Figure 13. B-mode image of a 5 day-post-fertilization zebrafish embryo suspended in agar. Embryo imaged at 55 MHz.
Preclinical Ultrasound—Kidney Applications
The kidneys in a mouse can either be scanned with the mouse in supine or prone position. The hair can be removed firstly with electric hair clippers and then with depilatory cream. Unless contrast agents are being used, high temporal resolution is not required for imaging the kidneys so multiple focal positions can be selected across the depth of the kidney. Frequencies used tend be between 30 and 40 MHz dependent on the size of the animal. B-mode imaging is used to locate the kidney with the cortex of the kidney tending to have increased backscatter (brighter) compared to the central medulla. Both kidneys can be scanned in the adult rodent. Figure 14 shows an image of a mouse kidney and a duplex image using color Doppler to locate the vessel and direction of flow before placing the spectral Doppler sample volume within the vessel. Renal blood flow can be measured and the renal arterial resistive index calculated (peak systolic velocity—the end diastolic velocity) /peak systolic velocity) and its value indicative of the resistance to blood flow in the vascular bed .

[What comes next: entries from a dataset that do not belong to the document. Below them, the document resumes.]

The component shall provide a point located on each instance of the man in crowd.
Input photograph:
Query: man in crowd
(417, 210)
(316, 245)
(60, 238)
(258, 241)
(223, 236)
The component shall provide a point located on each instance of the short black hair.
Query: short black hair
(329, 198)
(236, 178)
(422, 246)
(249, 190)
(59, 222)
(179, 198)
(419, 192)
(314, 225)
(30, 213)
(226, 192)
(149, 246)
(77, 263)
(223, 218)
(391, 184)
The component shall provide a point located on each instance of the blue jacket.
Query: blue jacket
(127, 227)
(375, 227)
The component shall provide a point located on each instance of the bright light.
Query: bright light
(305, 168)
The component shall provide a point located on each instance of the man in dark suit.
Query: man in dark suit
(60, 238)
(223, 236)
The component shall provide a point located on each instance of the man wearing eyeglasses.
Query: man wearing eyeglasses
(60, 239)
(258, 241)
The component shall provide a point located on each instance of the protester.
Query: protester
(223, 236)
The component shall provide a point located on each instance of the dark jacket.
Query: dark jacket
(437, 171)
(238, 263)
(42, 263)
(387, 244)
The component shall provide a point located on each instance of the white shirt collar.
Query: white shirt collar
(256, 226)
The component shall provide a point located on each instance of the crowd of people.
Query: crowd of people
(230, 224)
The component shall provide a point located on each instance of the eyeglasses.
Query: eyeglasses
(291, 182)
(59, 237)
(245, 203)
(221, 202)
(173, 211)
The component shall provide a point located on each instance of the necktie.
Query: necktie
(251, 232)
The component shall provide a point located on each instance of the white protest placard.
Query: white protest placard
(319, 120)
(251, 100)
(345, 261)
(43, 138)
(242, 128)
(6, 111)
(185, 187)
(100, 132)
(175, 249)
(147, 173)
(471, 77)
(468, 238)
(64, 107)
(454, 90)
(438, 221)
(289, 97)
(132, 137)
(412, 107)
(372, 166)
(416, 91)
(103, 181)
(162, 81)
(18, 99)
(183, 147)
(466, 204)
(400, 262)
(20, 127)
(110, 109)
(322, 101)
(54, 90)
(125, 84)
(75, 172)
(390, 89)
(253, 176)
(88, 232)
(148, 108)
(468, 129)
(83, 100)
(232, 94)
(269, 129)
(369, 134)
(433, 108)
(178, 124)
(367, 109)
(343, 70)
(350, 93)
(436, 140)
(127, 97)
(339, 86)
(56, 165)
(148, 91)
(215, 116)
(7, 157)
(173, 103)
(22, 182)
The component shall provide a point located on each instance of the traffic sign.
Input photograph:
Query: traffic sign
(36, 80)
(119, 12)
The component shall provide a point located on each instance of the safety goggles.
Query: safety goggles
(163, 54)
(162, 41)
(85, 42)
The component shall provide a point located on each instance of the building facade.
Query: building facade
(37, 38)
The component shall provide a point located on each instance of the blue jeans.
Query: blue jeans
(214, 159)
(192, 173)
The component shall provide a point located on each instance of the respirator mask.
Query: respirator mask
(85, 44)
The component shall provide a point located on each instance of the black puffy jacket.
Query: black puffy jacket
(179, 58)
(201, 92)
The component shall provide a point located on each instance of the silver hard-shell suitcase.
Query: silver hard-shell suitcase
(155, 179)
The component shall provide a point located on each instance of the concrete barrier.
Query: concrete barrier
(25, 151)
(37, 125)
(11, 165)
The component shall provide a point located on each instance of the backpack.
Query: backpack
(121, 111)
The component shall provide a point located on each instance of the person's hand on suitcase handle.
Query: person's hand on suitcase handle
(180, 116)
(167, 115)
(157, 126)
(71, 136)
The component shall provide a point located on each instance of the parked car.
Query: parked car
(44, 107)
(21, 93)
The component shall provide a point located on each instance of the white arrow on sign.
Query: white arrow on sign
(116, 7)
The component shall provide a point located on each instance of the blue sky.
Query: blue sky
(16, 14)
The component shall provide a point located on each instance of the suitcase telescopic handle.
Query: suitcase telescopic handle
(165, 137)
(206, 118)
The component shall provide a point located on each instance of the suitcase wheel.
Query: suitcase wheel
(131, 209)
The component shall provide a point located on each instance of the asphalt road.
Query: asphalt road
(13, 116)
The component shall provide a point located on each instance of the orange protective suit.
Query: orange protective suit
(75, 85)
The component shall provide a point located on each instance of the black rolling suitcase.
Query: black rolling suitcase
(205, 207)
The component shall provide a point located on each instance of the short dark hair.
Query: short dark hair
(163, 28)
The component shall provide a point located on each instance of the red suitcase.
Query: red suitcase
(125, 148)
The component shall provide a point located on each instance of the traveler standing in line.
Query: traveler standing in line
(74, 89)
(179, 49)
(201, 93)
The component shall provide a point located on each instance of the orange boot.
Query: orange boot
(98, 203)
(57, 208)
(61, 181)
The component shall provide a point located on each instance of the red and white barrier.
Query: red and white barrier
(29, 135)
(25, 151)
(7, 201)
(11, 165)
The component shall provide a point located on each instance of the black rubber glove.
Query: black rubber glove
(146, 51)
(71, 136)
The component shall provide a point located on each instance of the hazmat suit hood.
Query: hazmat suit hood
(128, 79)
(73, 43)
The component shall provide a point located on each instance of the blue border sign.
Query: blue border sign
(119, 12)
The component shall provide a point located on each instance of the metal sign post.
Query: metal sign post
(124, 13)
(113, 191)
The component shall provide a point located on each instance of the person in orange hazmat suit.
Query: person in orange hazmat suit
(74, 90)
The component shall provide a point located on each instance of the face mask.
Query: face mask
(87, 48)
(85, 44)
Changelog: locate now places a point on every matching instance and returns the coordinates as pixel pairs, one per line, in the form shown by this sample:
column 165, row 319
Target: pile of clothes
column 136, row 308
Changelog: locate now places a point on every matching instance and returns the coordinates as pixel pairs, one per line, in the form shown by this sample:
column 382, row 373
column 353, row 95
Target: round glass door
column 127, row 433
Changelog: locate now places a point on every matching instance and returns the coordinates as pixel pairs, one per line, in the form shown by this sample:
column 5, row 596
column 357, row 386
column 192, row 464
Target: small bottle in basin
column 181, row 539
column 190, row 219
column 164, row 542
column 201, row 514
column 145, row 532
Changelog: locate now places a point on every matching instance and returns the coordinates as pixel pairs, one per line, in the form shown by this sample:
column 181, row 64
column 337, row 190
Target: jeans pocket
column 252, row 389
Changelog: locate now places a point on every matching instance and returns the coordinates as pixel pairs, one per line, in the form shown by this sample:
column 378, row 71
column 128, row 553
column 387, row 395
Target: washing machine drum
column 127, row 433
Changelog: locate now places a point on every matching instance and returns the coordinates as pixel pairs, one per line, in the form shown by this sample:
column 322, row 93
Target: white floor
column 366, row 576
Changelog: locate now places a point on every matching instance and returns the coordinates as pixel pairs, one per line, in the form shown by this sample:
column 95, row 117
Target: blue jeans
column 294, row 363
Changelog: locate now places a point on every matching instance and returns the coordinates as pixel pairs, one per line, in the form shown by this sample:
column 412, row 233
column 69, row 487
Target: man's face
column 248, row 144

Figure 14. (A) B-mode image of kidney. Note the two focal positions on the image. (B) Duplex image of mouse kidney. In the Duplex image, the sample volume is localized using the color Doppler box as an indicator to show where the vessel lies and direction of blood flow.
Vascularity of the kidney can also be studied using ultrasonic contrast agents. When contrast is being used, the mouse is scanned in the prone position avoiding the potential of imaging artifacts caused by intestinal shadowing which can occur when the kidneys are scanned with the mouse in the supine position. Contrast agents are bolus-injected or infused using a syringe pump via the tail-vein. An injection of 50 μl Micromarker (Bracco Research SpA, Geneva, Switzerland) over a 5 second period of a 1:5 dilution is a typical dosing regimen. For acquisition, baseline images are acquired in contrast-specific imaging mode immediately prior to injection of the contrast agent and are saved either as a separate data-set or a temporal stamp is placed on the contrast image sequence indicating when contrast is injected and images taken prior to this time-stamp are considered baseline images. An alternative approach is to inject the contrast agent, then destroy the contrast agent within the 2D plane using a short, low-frequency high pressure acoustic pulse. The low-pressure contrast-specific imaging sequence is then reinstated, with the initial frames immediately after these high pressure pulses regarded as baseline images with subsequent frames displaying contrast enhancement. After contrast injection a long sequence of 2D images are obtained, the length of sequence can be pre-set by the user. Once the sequence has been saved, either in-house software or contrast-specific software developed by the manufacturers can be used to map the intensity of the backscattered signal within the regions-of-interest (eg medulla, cortex) to study the perfusion-dynamics. Metrics of interest include area-under-the curve, time-to-peak enhancement, wash-in rate and these can be used as indicators of blood volume and vessel density . In many instances if an ischemic-reperfusion-injury (IRI) mouse model is being studied, one kidney can act as a control and both B-mode and contrast-enhancement data can then be acquired from both kidneys.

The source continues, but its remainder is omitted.